Towards coexistence of cellular and WiFi networks in unlicensed spectrum: A neural networks based approach

Abstract

Long-Term Evolution in the Unlicensed Spectrum (LTE-U) is considered as an indispensable technology to mitigate the spectrum scarcity in wireless networks. Typical LTE transmissions are contention-free and centrally controlled by the Base Station (BS). However, the wireless networks that work in unlicensed bands use contention-based protocols for channel access, which raise the need to derive an efficient and fair coexistence mechanism among different radio access networks. In this paper, we propose a novel mechanism based on neural networks for the coexistence of an LTE-U BS in the unlicensed spectrum alongside with WiFi access points. Specifically, we model the problem in coexistence as a 2-Dimensions Hopfield Neural Network (2D-HNN) based optimization problem that aims to achieve fairness considering both the LTE-U data rate and the QoS requirements of WiFi networks.
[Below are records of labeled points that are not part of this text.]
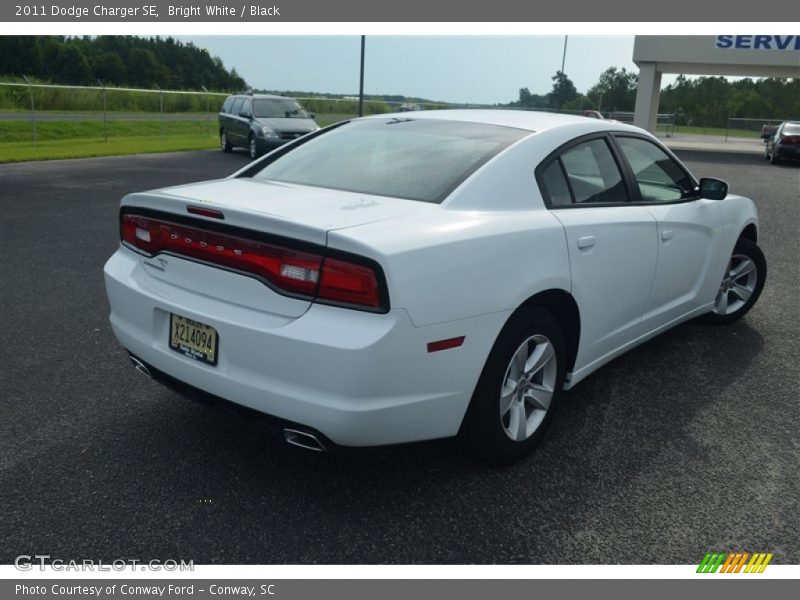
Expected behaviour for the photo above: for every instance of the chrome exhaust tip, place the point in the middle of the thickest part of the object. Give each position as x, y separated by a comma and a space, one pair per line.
303, 439
140, 366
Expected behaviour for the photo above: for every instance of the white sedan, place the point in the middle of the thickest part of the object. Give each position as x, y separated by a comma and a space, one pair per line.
400, 278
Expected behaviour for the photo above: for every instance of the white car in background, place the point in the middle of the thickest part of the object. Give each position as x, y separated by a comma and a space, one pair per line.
401, 278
Using the energy function of 2D-HNNs, precise investigation of its minimization property can directly provide the solution of the optimization problem. Furthermore, the problem of allocating the unlicensed resources to LTE-U users is modeled as a 2D-HNN and its energy function is leveraged to allocate resources to LTE-U users based on their channel states. Numerical results show that the proposed algorithm allows the LTE-U BS to work efficiently in the unlicensed spectrum while protecting the WiFi networks. Moreover, more than 90% fairness among the LTE-U users is achieved when allocating the unlicensed resources to LTE-U users based on the proposed algorithm.